Reality intervenes in the next two stanzas. The use of ‘native’ here recalls the sound of ‘fatal’ from the previous stanza, which might suggest that our very origins are bound up with our fate – we are doomed from the beginning.

Each moment that moves us away from the illusion of film is charted in a list using the repetition of "so when", "or when" to begin the lines. This suggests that there are a number of possibilities for mistakes and things that can distract us from the story that is being told, or that we are telling. The "boom" dipping "into view" refers to the sound equipment of a film set, but ‘boom’ also reminds us of the "thunderous downpour" of stanza two.

We are told that the actress's speech "starts to betray/its adaptation from the play"; in the word choice of ‘betray’ Paterson uses the language of morality once again.

Both the actor’s “native twang” and the speech that is adapted “from the play” make clear the idea of pretend, of people acting as someone they are not or saying words that aren’t theirs. This idea of playing a role or performing line again suggest that people go through life following a preplanned script.

I think to when we opened cold/ on a starlit gutter

The expression "opened cold" used at the beginning of stanza six is a film technique where you jump straight in before any title sequence. We might read this as a kind of oxymoron as ‘opened’ has connotations of beginnings while ‘cold’ suggests death and the end of things. Again this relates to fallen man.

The "starlit gutter" could recall Oscar Wilde’s ‘We are all in the gutter, but some of us are looking at the stars.’ Perhaps that’s what the role of cinema is: to make the ‘gutter’ of reality ‘starlit’ with wonder and imagination. It could link back to the woman’s “upturned face”.

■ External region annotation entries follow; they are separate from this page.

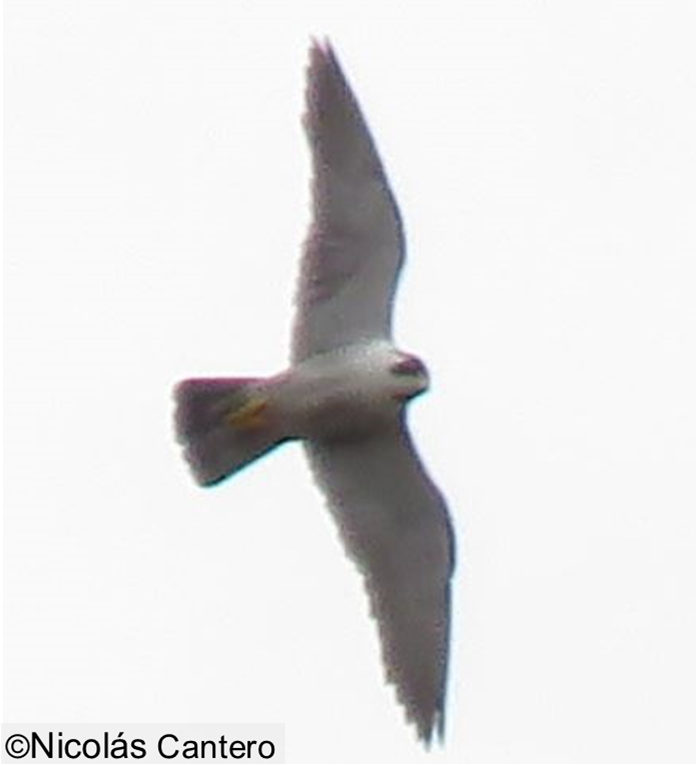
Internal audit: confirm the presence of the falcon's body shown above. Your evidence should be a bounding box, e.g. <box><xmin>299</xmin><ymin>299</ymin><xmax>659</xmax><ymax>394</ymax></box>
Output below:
<box><xmin>176</xmin><ymin>44</ymin><xmax>454</xmax><ymax>741</ymax></box>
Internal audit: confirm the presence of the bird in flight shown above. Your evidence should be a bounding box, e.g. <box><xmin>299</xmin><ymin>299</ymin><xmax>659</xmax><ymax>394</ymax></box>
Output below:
<box><xmin>175</xmin><ymin>41</ymin><xmax>454</xmax><ymax>744</ymax></box>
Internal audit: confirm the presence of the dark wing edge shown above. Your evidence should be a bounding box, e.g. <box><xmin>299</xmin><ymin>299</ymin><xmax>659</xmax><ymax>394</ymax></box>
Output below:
<box><xmin>306</xmin><ymin>414</ymin><xmax>455</xmax><ymax>746</ymax></box>
<box><xmin>292</xmin><ymin>39</ymin><xmax>404</xmax><ymax>361</ymax></box>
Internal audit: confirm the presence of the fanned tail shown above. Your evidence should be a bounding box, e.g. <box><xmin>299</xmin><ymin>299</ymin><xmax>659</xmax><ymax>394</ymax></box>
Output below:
<box><xmin>174</xmin><ymin>378</ymin><xmax>287</xmax><ymax>486</ymax></box>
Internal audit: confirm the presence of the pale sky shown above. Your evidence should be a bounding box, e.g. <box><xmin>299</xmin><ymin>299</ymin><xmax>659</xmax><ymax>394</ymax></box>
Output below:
<box><xmin>4</xmin><ymin>0</ymin><xmax>696</xmax><ymax>763</ymax></box>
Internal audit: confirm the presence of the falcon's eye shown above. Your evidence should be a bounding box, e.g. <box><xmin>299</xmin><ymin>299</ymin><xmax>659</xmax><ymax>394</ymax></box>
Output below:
<box><xmin>391</xmin><ymin>356</ymin><xmax>425</xmax><ymax>376</ymax></box>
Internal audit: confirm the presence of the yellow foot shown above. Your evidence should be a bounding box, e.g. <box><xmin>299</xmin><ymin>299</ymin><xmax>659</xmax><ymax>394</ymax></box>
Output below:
<box><xmin>227</xmin><ymin>394</ymin><xmax>268</xmax><ymax>430</ymax></box>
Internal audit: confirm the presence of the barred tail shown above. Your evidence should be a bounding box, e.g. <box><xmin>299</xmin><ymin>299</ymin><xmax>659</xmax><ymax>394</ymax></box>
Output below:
<box><xmin>174</xmin><ymin>378</ymin><xmax>286</xmax><ymax>486</ymax></box>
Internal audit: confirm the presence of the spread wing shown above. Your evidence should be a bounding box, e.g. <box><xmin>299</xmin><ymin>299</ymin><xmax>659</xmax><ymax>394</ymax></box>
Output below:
<box><xmin>306</xmin><ymin>414</ymin><xmax>454</xmax><ymax>742</ymax></box>
<box><xmin>292</xmin><ymin>43</ymin><xmax>404</xmax><ymax>361</ymax></box>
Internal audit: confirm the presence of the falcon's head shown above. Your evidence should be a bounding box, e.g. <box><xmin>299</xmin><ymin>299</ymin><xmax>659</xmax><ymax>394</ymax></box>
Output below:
<box><xmin>389</xmin><ymin>351</ymin><xmax>430</xmax><ymax>401</ymax></box>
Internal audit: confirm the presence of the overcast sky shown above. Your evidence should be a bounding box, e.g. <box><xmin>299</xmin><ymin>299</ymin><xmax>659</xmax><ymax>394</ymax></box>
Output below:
<box><xmin>4</xmin><ymin>0</ymin><xmax>696</xmax><ymax>763</ymax></box>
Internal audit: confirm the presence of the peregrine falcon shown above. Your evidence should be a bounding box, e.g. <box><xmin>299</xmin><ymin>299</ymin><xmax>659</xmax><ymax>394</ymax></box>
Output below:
<box><xmin>175</xmin><ymin>41</ymin><xmax>454</xmax><ymax>744</ymax></box>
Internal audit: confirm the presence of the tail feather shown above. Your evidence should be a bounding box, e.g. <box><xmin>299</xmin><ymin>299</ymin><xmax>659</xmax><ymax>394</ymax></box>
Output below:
<box><xmin>174</xmin><ymin>378</ymin><xmax>286</xmax><ymax>486</ymax></box>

running gold/ with the neon drugstore sign
A photo of neon lights outside a pharmacy/drugstore

Paterson plays again with the ordinary versus extraordinary theme. What looks like gold is just the lit sign of a shop. ‘Drugstore’ is also using the American register, the language of Hollywood. The "blazing line" conveys its vividness but it also connotes a sense of fire and heat, as if the next lines come from some sort of elemental source.